E & C : De quelle manière les métiers sont-ils touchés ?

B. H. : La réglementation invasive des gestes et des paroles se révèle, dans de nombreux cas, problématique au regard des métiers. Le salarié d’un call center est censé, par exemple, respecter des temps d’appel, un script de déroulement d’entretien. Le problème est qu’il travaille essentiellement sur du relationnel, qui s’accommode fort mal de ces grilles toutes faites et de cet usage gestionnaire du temps. Les exemples pourraient être multipliés à l’infini. Partout apparaissent des tensions entre la logique bureaucratique et gestionnaire et la logique métier, avec pour conséquence une montée du mal-être des salariés, qui ont l’impression d’une perte de sens du travail. Celle-ci peut aller jusqu’à l’absurde : faire exactement le contraire de ce qui correspond en toute conscience à du travail bien fait. La transparence que l’on tente d’imposer via une multitude d’indicateurs chiffrés est souvent illusoire et chacun le sait. Elle permet de présenter l’entreprise sous une parfaite rationalité comptable qui satisfait des gens n’ayant aucune expérience concrète du travail, quand elle ne permet pas à l’entreprise de se couvrir vis-à-vis de ses actionnaires ou des pouvoirs publics. La logique bureaucratique est en effet alimentée par les normes de gestion, mais aussi par la volonté de sécuriser l’entreprise et de se protéger, comme l’illustre l’usage croissant des avis juridiques et des procès dans la vie économique.
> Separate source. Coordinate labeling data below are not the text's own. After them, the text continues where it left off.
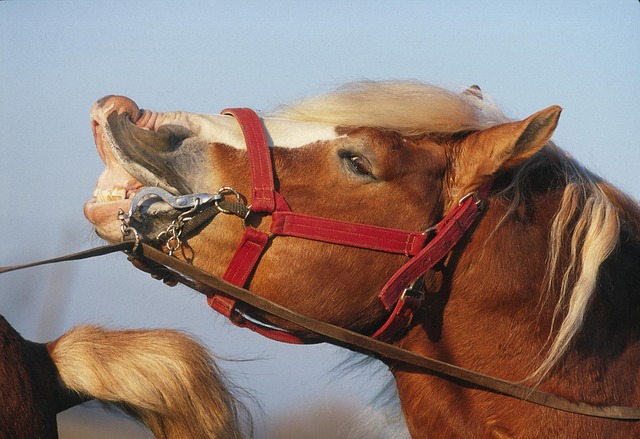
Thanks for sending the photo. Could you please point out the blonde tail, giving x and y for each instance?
(163, 378)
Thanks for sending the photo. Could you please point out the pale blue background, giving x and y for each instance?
(58, 57)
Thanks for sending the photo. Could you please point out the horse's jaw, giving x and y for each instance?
(121, 178)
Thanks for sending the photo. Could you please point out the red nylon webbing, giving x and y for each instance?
(345, 233)
(262, 187)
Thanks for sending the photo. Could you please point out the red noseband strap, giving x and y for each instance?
(397, 296)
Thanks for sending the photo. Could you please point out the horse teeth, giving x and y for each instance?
(110, 194)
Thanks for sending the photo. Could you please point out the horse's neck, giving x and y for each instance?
(489, 311)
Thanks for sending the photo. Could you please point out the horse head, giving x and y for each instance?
(394, 155)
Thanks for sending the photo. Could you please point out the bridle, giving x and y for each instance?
(401, 294)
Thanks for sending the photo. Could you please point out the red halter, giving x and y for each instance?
(397, 296)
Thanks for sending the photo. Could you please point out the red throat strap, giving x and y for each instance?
(396, 295)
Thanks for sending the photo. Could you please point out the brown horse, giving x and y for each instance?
(543, 289)
(162, 378)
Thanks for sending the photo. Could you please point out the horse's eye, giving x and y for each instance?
(360, 165)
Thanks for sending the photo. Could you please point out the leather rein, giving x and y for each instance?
(401, 294)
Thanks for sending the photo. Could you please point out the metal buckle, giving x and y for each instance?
(411, 292)
(476, 198)
(414, 290)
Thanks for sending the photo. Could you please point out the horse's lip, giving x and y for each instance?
(115, 187)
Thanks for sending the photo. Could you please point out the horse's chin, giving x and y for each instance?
(104, 217)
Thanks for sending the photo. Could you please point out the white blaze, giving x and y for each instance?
(280, 132)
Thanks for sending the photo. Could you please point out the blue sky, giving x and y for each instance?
(58, 57)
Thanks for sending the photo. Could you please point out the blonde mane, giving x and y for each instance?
(588, 216)
(407, 107)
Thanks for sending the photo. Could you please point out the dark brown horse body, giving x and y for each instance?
(30, 394)
(544, 289)
(140, 371)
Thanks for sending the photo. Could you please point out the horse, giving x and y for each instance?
(542, 289)
(162, 378)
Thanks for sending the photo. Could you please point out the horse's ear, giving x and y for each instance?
(487, 153)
E & C : Faut-il être pessimiste quant à l’avenir ?

B. H. : Pas forcément. Tout excès contient en germe sa contestation, au moins partielle. L’extension de la bureaucratie par les normes commence à engendrer une prise de conscience des individus, bien sûr, mais également de la part des entreprises, qui, pour certaines, réfléchissent à d’autres manières de travailler en remettant la compétence et le bon sens au cœur des pratiques. Par ailleurs, la compréhension différente de ces normes et procédures selon les acteurs se traduit par des conflits qui peuvent laisser envisager un réaménagement des rapports de force. Par exemple, la montée en puissance des départs de l’entreprise, négociés par des avocats, permet au salarié de quitter un travail qui ne le satisfait plus sans forcément se retrouver en situation défensive. Résultat ambivalent, puisque cette judiciarisation croissante des conflits du travail constitue une autre forme de procéduralisation et donc une autre forme de bureaucratisation.

PARCOURS

• Béatrice Hibou, docteur en économie politique, est directrice de recherches au CNRS rattachée au Ceri (Centre d’études et de recherches internationales).

• Elle est l’auteure, entre autres, d’Anatomie politique de la domination (La Découverte, 2011) et vient de publier La Bureaucratisation du monde à l’ère néolibérale (La Découverte, septembre 2012).

LECTURES

• La Société de l’audit. L’obsession du contrôle, Michael Power, La Découverte, 2005

• Œuvres politiques (1895-1919), Max Weber, Albin Michel, 2004.